Energy Drink Use in Teens has Adverse Effects New research evaluates frequency and reasons for use
January 30, 2018
A Chapman University faculty member has published new research showing why many teenagers consume energy drinks, how often, the age they started and what influences their choice of brands. Results showed that 40 percent of teens aged 13 to 19 reported an adverse effect while ingesting energy drinks.
Although several of these adverse effects go away on their own, others are potentially serious. The most common side effects included:
• Heart palpitations
• Abdominal pain
• Nausea, vomiting, or diarrhea
• Chest pain
• Labored breathing
Researchers also learned that 15 percent of teens mix alcohol in their energy drinks, while a smaller, yet concerning number used energy drinks with illegal drugs (nine percent) such as cocaine and methamphetamine. Additionally, the researchers were surprised to learn that energy drinks are perceived as healthy and are used for weight loss by some.
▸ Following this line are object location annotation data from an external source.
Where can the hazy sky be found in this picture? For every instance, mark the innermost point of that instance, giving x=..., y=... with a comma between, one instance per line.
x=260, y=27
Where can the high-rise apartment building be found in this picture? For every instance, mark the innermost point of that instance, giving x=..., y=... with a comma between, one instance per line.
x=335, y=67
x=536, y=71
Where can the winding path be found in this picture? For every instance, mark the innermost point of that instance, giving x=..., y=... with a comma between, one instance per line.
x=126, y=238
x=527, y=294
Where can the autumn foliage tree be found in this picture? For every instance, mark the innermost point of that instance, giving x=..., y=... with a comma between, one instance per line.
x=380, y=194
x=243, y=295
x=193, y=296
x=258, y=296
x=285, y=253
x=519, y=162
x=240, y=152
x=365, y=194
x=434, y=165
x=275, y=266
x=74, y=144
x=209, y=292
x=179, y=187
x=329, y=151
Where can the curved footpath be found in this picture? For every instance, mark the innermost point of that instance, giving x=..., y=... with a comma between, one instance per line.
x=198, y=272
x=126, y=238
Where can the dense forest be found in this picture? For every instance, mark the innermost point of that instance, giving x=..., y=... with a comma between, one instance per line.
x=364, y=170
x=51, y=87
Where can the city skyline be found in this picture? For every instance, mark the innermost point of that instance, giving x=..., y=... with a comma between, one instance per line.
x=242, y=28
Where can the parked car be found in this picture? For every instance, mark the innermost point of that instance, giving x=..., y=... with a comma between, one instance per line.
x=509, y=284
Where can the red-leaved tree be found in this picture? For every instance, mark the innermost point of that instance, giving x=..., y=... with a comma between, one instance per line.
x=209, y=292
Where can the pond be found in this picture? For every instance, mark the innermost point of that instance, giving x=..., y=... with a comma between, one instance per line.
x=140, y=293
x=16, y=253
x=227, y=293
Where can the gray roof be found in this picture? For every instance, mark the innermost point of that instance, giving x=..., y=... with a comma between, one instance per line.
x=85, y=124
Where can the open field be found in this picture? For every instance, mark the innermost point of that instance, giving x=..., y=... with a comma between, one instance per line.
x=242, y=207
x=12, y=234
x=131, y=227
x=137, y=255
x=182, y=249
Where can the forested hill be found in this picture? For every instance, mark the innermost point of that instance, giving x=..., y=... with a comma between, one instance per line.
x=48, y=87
Chapman University’s School of Pharmacy Gavin Herbert Endowed Professor of Pharmacy and the lead author on this study, Sean Nordt, MD, PharmD, is an international expert in emergency medicine and toxicology. While acting as a physician, he said many patients questioned him about energy drink use and how much is too much.
“I started seeing a lot of it and learned this had not been studied before; there was no data on usage,” Nordt said. “I conducted one of the first studies evaluating effects of energy drink consumption in adults and realized there is very little data on adolescents using energy drinks.”
In 2017, the global energy drinks market topped $55 billion. With bright packaging and provocative names, teens say they drink these beverages for (in order of appearance) energy, as a study aide, to improve sports performance, “friends drink them,” it “feels cool,” to lose weight and taste, and while driving.
Nordt said that he and his colleagues demonstrated that both brand name and packaging, as well as friends’ influence played a role in teens’ choice of energy drinks. With hundreds of these beverages now on the market, their choices were influenced by flavor, brand name, ease of access, brand friends drink, amount of caffeine, perceived as “healthy,” packaging, available at home and cost.
Eighty-one percent of teens surveyed stated they drank the beverage zero to once a week, while nearly 30 percent reported trying energy drinks for the first time by age 12 or younger. There are currently no age limitations on the sale of energy drinks, although several US cities have considered restricting sales to minors under 18.
The study, called Reasons for Energy Drink Use and Reported Adverse Effects Among Adolescent Emergency Department Patients, was published in the journal Pediatric Emergency Care. Researchers questioned 192 adolescents utilizing emergency department services for any reason at a large county hospital.
Authors of the study include: Dr. Sean Nordt of Chapman University; Dr. Ilene Claudius of USC; Dr. Cyrus Rangan of LA County Department of Public Health; Dr. Erick Armijo, Dr. Peter Milano and Dr. Sheryl Yanger, of LAC+USC Medical Center; and Dr. Christian Tomaszsewski of UCSD.